The effect of adding varying amounts of the HAuCl₄ solution to the Au@Ag core-shell structures (i.e., increasing the extent of the GRR) on the UV/vis absorption spectra of WICN is shown in Figure S3. The intensity of the 746 nm peak increases as the GRR proceeds, which can be explained by the generation of pinholes in these structures.³² Since light in the NIR region (e.g., 650–1000 nm) can penetrate soft tissues relatively well, the optical properties of WICN are well-suited for applications such as contrast agents for PA or PTT agents.^13,33

Given the possibility of toxicity arising from silver ion release, we examined the release of silver ions from WICN (Figure S4). The silver was released from WICN over 7 days is low (less than 0.1%), which is seven-fold lower than that found for pure silver nanoparticles. This result agrees with prior work that showed that alloying silver with gold suppressed silver ion release.³⁴ The effect of WICN on the viability of the J774A.1 (macrophage), HepG2 (hepatocyte), and Renca (renal) cell lines was investigated via the LIVE/DEAD assay. We selected these cell lines since they are derived from the liver and kidney, organs that have high exposure to nanoparticles post-injection. The cells were treated with WICN for 24 h at concentrations of 0, 0.1, 0.25, and 0.5 mg WICN (i.e., total metal weight/ml). It was found that WICN did not significantly affect the viability of these cell types (Figure 2C). These results indicate that the WICN are biocompatible under the conditions tested.

Next, CT and PA phantom imaging were done to demonstrate the feasibility of WICN as a contrast agent for these modalities. Several concentrations of WICN were scanned using a clinical CT scanner at 80, 100, 120, and 140 kV. WICN samples produced strong CT attenuation, which was linearly correlated (R² = 0.99) with the WICN concentration (Figure 3A, B). The results showed a slight decrease in CT attenuation from 80 kV to 140 kV, which is in line with previous studies of Au-Ag alloyed NP.³⁴ We found that WICN attenuates X-rays comparably with iopamidol (an FDA-approved iodine-based contrast agent) as presented in Figure S5.^34,35

Figure 3. — A) CT phantom images of various WICN concentrations acquired at 80 kV. B) CT attenuation of WICN at different X-ray tube voltages. C) PA phantom images of WICN samples at different concentrations. D) Quantification of PA intensity versus WICN concentrations.

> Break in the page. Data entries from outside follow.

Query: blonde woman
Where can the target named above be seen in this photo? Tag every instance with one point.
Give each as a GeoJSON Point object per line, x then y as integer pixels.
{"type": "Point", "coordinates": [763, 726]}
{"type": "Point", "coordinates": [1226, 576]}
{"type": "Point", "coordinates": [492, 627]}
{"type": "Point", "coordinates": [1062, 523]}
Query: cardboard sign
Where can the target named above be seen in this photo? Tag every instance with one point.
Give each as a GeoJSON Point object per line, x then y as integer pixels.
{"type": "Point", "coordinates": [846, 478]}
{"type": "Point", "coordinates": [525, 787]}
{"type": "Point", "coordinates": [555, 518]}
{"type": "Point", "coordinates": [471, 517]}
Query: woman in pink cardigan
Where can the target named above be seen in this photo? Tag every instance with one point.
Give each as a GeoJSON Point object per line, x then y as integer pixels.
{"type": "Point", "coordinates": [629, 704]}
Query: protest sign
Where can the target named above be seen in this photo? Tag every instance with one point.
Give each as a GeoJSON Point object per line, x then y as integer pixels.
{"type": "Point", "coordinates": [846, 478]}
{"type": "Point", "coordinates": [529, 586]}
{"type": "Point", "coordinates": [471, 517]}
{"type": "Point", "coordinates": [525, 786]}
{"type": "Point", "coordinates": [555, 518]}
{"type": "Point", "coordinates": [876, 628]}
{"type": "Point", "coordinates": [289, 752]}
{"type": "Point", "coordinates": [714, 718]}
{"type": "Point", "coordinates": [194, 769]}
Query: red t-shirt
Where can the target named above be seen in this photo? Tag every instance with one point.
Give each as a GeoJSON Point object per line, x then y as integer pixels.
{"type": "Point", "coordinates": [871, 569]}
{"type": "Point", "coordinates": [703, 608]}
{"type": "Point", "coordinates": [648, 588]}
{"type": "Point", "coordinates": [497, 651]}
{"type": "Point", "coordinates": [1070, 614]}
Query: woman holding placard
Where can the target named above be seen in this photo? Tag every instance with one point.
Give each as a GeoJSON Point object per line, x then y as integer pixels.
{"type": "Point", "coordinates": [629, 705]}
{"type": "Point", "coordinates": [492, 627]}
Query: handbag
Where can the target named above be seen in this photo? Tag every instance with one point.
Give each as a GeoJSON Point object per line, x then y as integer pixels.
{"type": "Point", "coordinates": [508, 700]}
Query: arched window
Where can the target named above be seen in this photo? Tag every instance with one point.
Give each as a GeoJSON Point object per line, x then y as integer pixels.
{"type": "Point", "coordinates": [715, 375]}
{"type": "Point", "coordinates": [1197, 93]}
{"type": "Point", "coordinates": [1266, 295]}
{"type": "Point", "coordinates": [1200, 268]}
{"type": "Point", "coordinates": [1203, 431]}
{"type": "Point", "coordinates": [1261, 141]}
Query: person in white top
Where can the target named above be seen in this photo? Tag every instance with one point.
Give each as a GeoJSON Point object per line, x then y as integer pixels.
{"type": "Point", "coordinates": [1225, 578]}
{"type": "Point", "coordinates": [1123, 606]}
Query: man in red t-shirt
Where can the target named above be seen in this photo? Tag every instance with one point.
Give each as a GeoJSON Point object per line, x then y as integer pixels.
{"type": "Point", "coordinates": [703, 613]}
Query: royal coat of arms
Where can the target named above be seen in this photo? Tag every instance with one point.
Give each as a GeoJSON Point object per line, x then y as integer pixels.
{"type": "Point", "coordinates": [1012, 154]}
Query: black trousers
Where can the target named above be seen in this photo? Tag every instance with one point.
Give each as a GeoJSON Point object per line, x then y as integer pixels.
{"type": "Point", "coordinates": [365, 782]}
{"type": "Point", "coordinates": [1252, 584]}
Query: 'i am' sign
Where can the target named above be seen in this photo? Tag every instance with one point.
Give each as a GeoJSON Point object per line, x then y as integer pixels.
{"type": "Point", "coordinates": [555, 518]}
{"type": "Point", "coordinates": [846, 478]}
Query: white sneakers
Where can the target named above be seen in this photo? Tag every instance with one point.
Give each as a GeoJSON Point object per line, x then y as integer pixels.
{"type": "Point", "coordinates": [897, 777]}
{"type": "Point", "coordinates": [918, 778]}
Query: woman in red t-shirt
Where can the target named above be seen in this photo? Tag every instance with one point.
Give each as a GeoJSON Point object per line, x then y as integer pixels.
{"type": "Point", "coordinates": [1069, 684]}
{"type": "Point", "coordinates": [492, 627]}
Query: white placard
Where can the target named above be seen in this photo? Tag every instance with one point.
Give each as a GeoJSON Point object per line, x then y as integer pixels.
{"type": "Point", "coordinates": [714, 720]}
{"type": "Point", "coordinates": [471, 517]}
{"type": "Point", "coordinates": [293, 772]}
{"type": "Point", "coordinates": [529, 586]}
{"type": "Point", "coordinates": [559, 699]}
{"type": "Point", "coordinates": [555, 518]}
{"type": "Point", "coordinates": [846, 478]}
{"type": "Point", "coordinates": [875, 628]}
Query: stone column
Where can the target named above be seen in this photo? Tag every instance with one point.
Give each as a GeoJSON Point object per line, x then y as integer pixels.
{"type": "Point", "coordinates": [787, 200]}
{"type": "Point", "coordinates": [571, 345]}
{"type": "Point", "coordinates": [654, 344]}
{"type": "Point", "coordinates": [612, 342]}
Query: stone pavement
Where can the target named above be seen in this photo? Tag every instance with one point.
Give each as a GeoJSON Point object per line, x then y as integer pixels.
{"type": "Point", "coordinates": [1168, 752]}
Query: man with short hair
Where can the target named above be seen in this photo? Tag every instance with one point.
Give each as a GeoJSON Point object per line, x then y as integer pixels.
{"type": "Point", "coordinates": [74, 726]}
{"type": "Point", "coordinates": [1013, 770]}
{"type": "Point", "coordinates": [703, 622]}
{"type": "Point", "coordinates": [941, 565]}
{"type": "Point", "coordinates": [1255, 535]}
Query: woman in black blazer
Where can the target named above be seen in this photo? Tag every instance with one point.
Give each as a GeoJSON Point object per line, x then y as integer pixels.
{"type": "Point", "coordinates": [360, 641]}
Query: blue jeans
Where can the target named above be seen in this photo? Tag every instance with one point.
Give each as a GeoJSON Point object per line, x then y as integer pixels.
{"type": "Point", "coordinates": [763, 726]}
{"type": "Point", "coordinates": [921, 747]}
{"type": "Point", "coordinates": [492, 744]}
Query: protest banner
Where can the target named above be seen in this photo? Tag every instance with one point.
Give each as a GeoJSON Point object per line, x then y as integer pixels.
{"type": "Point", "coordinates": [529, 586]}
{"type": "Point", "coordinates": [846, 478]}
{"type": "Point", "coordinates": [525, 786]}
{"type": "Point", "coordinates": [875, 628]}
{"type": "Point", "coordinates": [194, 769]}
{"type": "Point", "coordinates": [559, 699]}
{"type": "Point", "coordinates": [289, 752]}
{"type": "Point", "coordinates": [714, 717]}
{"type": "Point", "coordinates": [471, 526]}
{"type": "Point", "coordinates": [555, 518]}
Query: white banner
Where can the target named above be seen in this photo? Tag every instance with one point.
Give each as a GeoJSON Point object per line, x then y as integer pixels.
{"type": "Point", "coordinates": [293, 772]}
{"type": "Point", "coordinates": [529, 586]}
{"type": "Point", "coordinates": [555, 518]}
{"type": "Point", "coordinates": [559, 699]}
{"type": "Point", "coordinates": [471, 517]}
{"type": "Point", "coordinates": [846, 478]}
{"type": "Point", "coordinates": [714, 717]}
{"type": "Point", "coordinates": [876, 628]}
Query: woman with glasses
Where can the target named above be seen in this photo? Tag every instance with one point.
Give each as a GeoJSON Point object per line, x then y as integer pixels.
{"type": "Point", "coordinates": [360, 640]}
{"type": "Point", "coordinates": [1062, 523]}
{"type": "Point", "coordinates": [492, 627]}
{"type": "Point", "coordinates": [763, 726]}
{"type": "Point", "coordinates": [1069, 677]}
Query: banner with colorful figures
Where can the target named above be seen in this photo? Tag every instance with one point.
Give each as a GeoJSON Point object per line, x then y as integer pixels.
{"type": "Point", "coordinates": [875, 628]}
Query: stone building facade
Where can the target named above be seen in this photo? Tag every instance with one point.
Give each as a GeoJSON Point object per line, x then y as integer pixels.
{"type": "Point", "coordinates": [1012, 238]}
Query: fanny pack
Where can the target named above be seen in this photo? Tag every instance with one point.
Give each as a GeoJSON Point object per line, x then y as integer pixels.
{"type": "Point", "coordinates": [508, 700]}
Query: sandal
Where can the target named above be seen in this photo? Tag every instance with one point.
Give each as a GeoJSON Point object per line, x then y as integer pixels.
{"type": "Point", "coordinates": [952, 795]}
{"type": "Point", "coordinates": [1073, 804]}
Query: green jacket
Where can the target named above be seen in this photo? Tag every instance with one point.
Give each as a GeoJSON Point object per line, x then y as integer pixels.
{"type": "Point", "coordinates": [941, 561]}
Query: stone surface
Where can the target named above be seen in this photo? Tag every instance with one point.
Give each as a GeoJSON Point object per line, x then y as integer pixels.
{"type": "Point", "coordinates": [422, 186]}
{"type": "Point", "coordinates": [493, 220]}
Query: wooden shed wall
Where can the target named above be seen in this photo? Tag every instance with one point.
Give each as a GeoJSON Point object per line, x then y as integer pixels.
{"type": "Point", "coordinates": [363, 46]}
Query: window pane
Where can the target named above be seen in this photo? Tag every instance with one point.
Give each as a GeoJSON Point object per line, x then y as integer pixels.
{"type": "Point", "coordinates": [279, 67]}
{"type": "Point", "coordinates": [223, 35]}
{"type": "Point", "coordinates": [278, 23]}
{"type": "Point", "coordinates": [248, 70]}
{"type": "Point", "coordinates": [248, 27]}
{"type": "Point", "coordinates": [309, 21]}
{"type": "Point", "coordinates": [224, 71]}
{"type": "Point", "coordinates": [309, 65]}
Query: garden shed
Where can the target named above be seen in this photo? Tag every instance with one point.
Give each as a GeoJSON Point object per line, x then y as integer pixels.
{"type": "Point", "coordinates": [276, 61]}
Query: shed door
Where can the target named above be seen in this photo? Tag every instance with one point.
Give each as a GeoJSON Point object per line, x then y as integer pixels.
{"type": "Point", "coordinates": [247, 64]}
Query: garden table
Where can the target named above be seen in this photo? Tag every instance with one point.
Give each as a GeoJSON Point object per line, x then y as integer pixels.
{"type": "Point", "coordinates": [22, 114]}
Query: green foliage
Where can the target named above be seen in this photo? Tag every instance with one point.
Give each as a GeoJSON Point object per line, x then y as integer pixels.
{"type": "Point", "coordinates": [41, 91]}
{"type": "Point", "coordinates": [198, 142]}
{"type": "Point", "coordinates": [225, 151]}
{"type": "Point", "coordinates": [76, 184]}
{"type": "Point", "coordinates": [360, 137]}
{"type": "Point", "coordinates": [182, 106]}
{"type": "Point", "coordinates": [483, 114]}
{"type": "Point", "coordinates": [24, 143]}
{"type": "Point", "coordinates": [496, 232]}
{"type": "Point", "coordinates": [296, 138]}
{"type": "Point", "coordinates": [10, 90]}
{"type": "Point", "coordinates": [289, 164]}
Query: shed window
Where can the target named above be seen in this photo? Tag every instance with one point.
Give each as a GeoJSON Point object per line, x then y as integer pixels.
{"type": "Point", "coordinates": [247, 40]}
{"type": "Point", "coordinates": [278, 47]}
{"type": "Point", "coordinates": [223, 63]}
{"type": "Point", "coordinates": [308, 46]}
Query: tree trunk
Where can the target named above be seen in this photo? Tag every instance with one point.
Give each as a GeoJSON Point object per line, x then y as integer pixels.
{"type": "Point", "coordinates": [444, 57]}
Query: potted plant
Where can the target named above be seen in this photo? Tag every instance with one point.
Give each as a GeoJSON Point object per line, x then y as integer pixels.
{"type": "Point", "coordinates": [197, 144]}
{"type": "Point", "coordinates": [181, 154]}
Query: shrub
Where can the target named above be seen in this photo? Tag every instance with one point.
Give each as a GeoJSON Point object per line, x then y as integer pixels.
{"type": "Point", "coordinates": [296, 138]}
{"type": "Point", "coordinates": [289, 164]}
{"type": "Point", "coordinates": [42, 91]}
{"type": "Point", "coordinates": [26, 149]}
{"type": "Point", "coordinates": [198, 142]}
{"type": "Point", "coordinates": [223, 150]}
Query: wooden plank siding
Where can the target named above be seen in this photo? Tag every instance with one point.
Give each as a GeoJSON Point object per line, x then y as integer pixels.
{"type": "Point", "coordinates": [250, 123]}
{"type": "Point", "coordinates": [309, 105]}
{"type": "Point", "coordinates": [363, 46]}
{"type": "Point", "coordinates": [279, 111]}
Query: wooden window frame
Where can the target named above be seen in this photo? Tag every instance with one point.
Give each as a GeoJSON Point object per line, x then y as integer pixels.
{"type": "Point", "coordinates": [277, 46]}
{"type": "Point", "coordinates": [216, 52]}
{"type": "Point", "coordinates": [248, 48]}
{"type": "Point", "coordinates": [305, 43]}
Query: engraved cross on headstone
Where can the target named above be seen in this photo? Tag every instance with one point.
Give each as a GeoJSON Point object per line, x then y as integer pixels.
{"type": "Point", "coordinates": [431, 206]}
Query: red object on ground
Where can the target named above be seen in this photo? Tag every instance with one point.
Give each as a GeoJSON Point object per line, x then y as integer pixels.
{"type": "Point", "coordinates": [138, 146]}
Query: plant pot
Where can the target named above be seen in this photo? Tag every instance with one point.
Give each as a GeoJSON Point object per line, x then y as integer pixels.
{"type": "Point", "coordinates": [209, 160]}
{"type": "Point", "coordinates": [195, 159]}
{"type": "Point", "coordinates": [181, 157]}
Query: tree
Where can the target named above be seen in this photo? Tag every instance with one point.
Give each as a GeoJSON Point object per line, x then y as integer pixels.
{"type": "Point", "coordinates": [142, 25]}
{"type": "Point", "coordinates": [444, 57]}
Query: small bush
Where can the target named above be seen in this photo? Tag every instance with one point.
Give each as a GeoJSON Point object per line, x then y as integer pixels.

Moreover, we compared the CT contrast production of WICN with solid spherical AuNP that are similar in size (79 ± 10 nm, Figure S6). As expected, for a given metal concentration, we found the CT attenuation to be the same for both formulations (Figure S7).

The PA properties were examined using an experimental system. Different WICN concentrations (0, 0.3, 0.6, 0.9, and 1.2 mg ml⁻¹) were imaged at a laser wavelength of 750 nm (Figure 3C, D). Significant PA signal was observed, which increased with increasing concentration of WICN, as has been reported for other gold nanostructures.^35,36

To assess in vivo CT imaging performance, mice were injected with WICN via the tail vein at a dose of 250 mg kg⁻¹. Pre-injection and 5 min, 30 min, 1 h, and 2 h post-injection CT scans were done. An increase in CT attenuation in the heart was observed after 5 min which shows the circulation of these novel structures in the blood (Figure 4A, B).³⁴ The signal in the blood decreased over time and increases in signal in the liver and spleen were observed.^15,34

The biodistribution of WICN at 2 h post-injection is shown in Figure 4C. It is clear that most of the gold and silver was found in the spleen and liver, which is in agreement with previously reported research on similar agents.^37,38 The amounts of gold that were accumulated in organs were higher than silver; however more silver was observed in urine. This suggests the WICN structure may release some silver, which could be excreted via the urine. No adverse effects of WICN administration were observed in these mice, although more extensive in vivo studies are needed to determine the in vivo biocompatibility of WICN.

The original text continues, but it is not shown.